National Lampoon's Encyclopedia of Humor
- Author: Michael O'Donoghue (editor)
- Cover artist: Bernie Wrightson
- Language: English
- Genre: Parody
- Publisher: National Lampoon Magazine
- Publication date: 1973
- Publication place: United States
- Media type: Print (hardback)
- Pages: 152 pp
- ISBN: 1-59071-042-8 (2005 edition)

= The National Lampoon Encyclopedia of Humor =

National Lampoon Encyclopedia of Humor is an American humor book that was first published in 1973 in hardback. It was a "special issue" of National Lampoon magazine, so it was sold on newsstands; however, it was put out in addition to the regular issues of the magazine.

The book contained all new material. It consisted of an alphabetically arranged collection of humor pieces, cartoons, and comic strips that had been especially created by many of the National Lampoon's regular contributors.
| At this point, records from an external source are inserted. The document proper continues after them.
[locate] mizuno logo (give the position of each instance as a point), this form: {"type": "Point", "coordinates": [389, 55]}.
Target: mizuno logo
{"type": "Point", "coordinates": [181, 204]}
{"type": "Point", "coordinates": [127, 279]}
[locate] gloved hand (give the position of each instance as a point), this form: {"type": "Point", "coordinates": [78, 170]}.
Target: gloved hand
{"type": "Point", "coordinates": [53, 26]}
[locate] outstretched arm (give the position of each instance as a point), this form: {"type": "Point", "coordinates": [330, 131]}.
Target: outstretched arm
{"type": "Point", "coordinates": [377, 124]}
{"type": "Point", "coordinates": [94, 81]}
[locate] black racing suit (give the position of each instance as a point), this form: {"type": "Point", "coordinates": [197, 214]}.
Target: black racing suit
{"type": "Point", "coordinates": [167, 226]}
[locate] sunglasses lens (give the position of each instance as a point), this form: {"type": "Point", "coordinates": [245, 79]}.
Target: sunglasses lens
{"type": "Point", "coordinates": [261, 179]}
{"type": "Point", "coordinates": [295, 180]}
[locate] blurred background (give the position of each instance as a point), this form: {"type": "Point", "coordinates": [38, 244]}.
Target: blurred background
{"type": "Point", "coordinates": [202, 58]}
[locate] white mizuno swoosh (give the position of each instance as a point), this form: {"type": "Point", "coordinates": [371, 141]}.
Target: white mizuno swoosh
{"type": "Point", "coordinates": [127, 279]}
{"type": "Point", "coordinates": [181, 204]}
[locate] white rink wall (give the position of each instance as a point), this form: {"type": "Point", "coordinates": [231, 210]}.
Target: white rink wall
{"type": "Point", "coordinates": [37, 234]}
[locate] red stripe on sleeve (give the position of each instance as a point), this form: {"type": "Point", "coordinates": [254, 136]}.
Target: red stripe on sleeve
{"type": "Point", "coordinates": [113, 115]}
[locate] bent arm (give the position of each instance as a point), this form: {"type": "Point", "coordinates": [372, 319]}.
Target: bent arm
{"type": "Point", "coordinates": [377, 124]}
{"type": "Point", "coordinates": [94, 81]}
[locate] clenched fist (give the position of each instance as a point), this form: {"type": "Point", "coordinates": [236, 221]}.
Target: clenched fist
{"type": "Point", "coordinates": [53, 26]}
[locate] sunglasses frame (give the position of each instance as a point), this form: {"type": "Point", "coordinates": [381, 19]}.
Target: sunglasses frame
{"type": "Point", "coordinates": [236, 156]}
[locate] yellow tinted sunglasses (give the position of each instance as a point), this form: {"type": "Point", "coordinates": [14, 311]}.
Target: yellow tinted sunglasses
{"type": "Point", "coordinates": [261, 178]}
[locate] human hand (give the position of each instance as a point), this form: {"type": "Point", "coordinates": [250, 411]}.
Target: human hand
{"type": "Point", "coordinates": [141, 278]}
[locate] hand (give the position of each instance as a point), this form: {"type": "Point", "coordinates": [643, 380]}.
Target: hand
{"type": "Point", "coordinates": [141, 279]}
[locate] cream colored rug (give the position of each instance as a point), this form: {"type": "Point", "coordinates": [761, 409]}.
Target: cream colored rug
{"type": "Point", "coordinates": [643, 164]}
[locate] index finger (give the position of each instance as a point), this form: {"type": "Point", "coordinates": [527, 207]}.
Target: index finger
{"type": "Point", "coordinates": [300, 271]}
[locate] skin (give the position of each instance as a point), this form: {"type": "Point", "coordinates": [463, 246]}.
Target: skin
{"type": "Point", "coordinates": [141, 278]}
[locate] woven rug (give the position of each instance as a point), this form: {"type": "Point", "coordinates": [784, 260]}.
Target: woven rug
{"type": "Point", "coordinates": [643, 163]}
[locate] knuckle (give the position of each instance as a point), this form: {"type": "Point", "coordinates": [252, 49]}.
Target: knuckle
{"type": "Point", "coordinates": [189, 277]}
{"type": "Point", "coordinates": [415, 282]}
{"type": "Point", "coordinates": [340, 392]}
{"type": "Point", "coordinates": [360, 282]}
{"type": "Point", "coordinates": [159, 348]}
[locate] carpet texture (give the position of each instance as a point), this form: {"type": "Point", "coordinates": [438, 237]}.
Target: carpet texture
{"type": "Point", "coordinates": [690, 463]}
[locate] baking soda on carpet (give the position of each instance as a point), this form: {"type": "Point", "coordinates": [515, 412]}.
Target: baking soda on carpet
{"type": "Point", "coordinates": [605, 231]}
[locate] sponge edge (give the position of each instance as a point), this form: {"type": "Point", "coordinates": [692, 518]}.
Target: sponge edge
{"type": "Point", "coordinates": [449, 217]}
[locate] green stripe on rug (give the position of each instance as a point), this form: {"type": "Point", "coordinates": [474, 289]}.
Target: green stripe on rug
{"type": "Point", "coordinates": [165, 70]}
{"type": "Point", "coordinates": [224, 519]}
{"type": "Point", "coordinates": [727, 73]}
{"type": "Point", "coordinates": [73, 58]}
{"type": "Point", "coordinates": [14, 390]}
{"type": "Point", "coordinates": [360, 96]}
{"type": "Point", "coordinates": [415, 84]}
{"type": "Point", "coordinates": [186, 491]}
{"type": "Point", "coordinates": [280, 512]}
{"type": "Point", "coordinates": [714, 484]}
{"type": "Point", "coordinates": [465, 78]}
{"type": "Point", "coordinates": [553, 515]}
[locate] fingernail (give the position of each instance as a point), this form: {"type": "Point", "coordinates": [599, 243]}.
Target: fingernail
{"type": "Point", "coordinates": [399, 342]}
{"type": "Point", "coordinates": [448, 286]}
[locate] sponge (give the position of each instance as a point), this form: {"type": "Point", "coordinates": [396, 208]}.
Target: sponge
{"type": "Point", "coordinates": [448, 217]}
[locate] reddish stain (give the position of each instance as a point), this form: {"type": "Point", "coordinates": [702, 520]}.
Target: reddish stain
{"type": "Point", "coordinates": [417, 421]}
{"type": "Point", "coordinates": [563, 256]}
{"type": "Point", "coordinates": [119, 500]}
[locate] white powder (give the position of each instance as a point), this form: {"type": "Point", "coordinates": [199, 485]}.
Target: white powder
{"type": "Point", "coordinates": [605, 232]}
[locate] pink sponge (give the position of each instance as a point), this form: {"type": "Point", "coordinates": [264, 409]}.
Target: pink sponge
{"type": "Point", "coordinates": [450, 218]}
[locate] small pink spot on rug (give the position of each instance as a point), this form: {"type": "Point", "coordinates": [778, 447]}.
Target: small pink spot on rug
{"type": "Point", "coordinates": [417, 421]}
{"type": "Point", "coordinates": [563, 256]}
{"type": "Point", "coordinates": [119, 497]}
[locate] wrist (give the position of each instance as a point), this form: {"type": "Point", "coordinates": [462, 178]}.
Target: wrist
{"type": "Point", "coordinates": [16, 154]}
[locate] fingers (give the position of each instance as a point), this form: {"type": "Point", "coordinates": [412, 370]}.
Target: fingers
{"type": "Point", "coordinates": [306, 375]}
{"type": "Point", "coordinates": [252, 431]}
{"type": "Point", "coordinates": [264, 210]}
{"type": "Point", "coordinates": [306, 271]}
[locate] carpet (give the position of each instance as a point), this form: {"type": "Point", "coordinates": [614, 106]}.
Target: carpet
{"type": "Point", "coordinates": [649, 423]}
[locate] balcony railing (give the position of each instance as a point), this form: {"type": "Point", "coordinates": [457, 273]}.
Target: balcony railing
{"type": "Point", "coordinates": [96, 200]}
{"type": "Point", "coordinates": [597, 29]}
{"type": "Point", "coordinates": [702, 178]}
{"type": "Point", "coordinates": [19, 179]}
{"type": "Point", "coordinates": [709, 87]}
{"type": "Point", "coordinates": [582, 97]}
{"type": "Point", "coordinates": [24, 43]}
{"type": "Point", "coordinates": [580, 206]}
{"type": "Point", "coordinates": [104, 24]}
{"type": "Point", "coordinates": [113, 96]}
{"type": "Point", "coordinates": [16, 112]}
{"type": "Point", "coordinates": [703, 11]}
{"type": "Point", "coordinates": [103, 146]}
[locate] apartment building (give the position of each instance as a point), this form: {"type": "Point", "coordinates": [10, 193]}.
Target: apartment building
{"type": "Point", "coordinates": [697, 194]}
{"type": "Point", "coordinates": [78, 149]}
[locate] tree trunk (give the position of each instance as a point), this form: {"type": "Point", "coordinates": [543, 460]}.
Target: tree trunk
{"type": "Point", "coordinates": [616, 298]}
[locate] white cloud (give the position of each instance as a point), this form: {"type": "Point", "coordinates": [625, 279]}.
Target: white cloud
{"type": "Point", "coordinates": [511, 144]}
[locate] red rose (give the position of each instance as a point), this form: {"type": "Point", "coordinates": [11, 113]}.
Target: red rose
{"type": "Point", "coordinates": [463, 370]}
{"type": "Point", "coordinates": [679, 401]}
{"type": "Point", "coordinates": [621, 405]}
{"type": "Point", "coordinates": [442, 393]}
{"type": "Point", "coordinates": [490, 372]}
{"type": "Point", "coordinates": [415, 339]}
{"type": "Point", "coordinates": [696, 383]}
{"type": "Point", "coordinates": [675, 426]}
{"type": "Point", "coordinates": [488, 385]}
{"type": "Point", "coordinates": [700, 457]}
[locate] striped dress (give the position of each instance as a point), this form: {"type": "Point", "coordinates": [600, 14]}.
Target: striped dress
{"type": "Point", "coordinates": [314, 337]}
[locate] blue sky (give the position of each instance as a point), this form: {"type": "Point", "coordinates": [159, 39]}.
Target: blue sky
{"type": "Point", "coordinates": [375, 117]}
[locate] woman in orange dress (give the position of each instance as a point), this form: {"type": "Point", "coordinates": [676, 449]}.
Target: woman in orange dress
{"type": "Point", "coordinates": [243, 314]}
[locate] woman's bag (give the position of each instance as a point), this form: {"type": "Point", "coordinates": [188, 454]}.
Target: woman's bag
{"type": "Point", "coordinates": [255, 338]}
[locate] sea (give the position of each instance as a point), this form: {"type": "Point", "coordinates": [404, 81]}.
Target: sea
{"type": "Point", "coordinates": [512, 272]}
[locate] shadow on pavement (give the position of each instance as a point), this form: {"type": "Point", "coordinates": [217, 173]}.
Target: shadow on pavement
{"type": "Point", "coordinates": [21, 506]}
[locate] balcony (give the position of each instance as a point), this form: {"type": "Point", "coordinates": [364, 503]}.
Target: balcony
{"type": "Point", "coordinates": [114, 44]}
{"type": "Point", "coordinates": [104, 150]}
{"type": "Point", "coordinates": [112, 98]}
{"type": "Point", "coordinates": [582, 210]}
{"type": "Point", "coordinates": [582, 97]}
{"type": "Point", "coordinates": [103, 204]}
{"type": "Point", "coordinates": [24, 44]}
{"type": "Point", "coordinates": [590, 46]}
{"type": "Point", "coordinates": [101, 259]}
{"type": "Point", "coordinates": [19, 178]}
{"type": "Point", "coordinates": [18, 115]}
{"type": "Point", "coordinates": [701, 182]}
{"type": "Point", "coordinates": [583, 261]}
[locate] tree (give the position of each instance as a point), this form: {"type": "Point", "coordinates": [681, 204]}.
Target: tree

It included written pieces by Michael O'Donoghue, P. J. O'Rourke, Terry Southern, Anne Beatts, Doug Kenney, and Brian McConnachie. There were cartoons by B. Kliban, M. K. Brown, Ed Subitzky, Brian McConnachie, John Caldwell, Bobby London, and Sam Gross. In addition there was artwork by Edward Gorey, Bruce McCall, Rick Meyerowitz, and Vaughn Bode. The book also included a pull-out: the National Lampoon Map of the World.